No wonder that the “roaring” 1990s in Russia demonstrated plenty of examples of bad governance against the background of major political conflicts, a deep and protracted economic transformation recession, and the fragmentation of the Russian state in both vertical and horizontal dimensions. These include various developments such as “state capture” by economic interest groups,96 spontaneous state devolution from the federal center to regional fiefdoms,97 the criminal business of private protection98 and the like. After this turbulence, the period of complex “triple transition” (regime change, market transformation, and nation-state building)99 ended by the early 2000s. Then the Russian economy attained an unprecedented growth rate, and the Russian state partially restored its capacity. Soon after, agents of state capture became peripheral or were integrated into the new institutional environment. “Oligarchs” lost their control over the political agenda and were placed into subordinate positions within the state-led corporatism;100 regional bosses lost their leverages of power and became dependent upon the federal center and large nationwide companies;101 criminal “violent entrepreneurs” were either legalized or marginalized,102 and so forth. To paraphrase the title once coined by Theda Skocpol, the Russian state was being brought back.103 One might expect that the conservative post-revolutionary stabilization of the 2000s104 would not only extend the time horizon of major actors, but also open up room for a new gradual drift of Russia toward eradication of bad governance, similarly to overcoming growing pains. Over time, however, these tendencies in Russia became even stronger.

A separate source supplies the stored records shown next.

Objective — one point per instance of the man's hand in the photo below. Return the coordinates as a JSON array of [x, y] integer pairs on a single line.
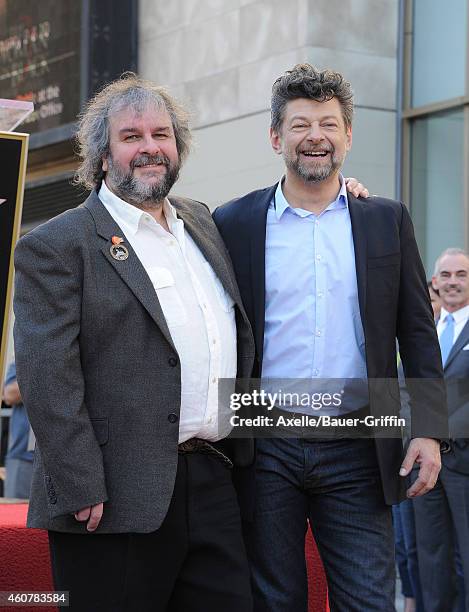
[[92, 514], [356, 188], [426, 452]]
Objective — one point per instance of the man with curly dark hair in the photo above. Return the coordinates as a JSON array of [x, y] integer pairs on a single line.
[[328, 282]]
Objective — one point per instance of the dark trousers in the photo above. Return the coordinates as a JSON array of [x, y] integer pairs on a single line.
[[442, 522], [406, 551], [336, 485], [195, 562]]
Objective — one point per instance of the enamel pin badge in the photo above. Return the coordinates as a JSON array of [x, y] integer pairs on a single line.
[[118, 250]]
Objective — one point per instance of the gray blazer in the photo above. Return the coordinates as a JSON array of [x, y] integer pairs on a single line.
[[99, 372], [457, 386]]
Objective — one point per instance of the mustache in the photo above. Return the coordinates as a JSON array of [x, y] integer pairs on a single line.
[[317, 150], [147, 160]]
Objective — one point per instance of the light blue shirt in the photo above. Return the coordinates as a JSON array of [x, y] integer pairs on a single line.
[[313, 328]]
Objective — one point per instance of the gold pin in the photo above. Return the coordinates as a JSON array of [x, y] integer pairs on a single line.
[[118, 250]]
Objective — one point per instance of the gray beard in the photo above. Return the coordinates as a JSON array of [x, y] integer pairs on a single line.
[[138, 193]]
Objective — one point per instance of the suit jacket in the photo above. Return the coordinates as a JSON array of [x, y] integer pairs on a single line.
[[393, 300], [456, 373], [99, 372]]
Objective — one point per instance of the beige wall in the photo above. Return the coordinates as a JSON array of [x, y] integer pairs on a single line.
[[222, 56]]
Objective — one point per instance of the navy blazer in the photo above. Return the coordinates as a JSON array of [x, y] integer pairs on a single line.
[[393, 299]]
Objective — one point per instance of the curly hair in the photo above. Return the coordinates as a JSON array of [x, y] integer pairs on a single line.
[[129, 91], [306, 81]]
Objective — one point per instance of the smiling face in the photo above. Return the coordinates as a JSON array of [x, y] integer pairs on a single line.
[[452, 281], [313, 139], [143, 162]]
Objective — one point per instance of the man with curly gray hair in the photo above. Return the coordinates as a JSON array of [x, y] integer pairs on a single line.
[[328, 281], [127, 314]]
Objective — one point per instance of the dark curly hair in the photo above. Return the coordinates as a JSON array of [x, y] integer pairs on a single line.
[[306, 81]]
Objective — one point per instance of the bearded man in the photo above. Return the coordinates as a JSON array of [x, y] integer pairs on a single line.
[[328, 282], [127, 314]]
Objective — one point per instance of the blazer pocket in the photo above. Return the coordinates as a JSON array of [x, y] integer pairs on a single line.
[[101, 430], [383, 261]]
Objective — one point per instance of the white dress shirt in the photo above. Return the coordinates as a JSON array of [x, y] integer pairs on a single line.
[[198, 311], [460, 320]]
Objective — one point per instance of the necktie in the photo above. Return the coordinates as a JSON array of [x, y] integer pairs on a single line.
[[446, 338]]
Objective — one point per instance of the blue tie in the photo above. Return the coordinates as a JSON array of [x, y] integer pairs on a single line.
[[446, 338]]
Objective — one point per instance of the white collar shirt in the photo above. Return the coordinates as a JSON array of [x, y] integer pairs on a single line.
[[198, 311]]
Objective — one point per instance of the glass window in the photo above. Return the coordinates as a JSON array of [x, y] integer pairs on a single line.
[[437, 184], [439, 50]]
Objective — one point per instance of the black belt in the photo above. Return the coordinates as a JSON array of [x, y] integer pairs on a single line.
[[196, 445]]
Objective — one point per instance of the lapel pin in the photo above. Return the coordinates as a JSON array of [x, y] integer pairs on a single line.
[[118, 250]]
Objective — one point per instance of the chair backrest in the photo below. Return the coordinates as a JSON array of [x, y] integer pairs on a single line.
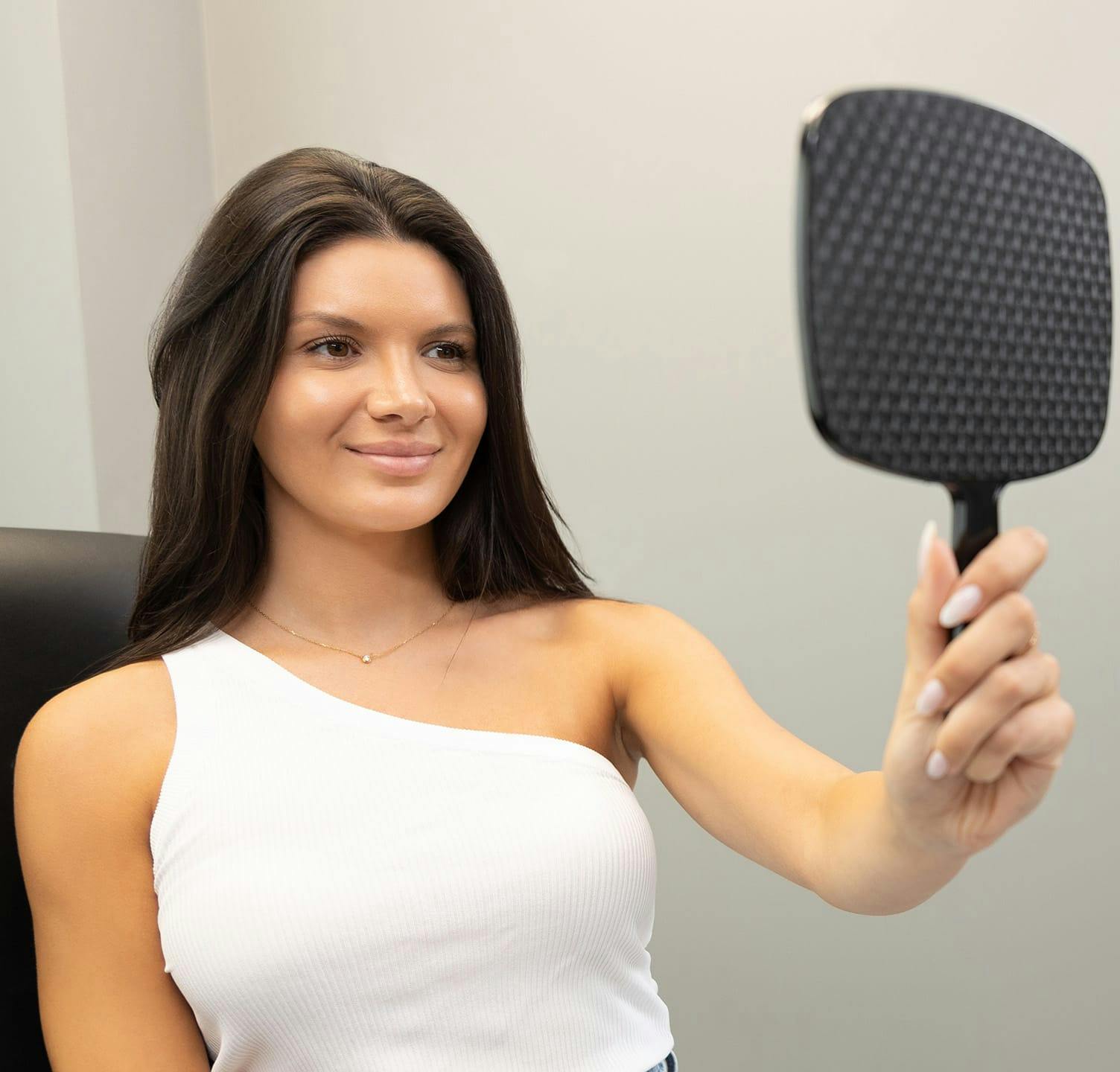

In the early 2000s, the Russian leaders launched several programs of state-driven policy reforms aimed at improving the quality of governance, and some of them brought major positive effects, even though they were only partial.105 Still, the drive for policy reforms was short-lived, and gradually these reforms lost priority status in the agenda of Putin and his entourage.106 At the same time, political changes aimed at democratization were intentionally and systematically pushed out of the menu of options for political leaders and policy reformers alike for the sake of an “authoritarian modernization” strategy (analyzed in detail in chapter 3).107 Over the course of the next decade, this strategy was implemented in a controversial way—an electoral authoritarian regime was successfully built and consolidated in Russia,108 yet the “narrow” economic modernization faced numerous problems, including those related to the quality of governance. In fact, Russia’s ruling groups effectively used the strengthening of the state and economic growth to pursue their opportunistic interests. Speaking more broadly, one might argue that the restoration of state capacity and economic growth does not by default lead to the overcoming of bad governance. Quite the opposite, the Russian experience of the 2000s has demonstrated that the “medicine” of authoritarianism can be even worse than the illness of bad governance itself; the post-traumatic stress resulting from this method of healing can easily turn into a pernicious chronic disease. In many ways, Russia in the 2000s fits the bitter statement of Adam Przeworski: “as any order is better than any disorder, any order is established.”109 This maxim is also true for the politico-economic order of bad governance that was established in Russia at that time.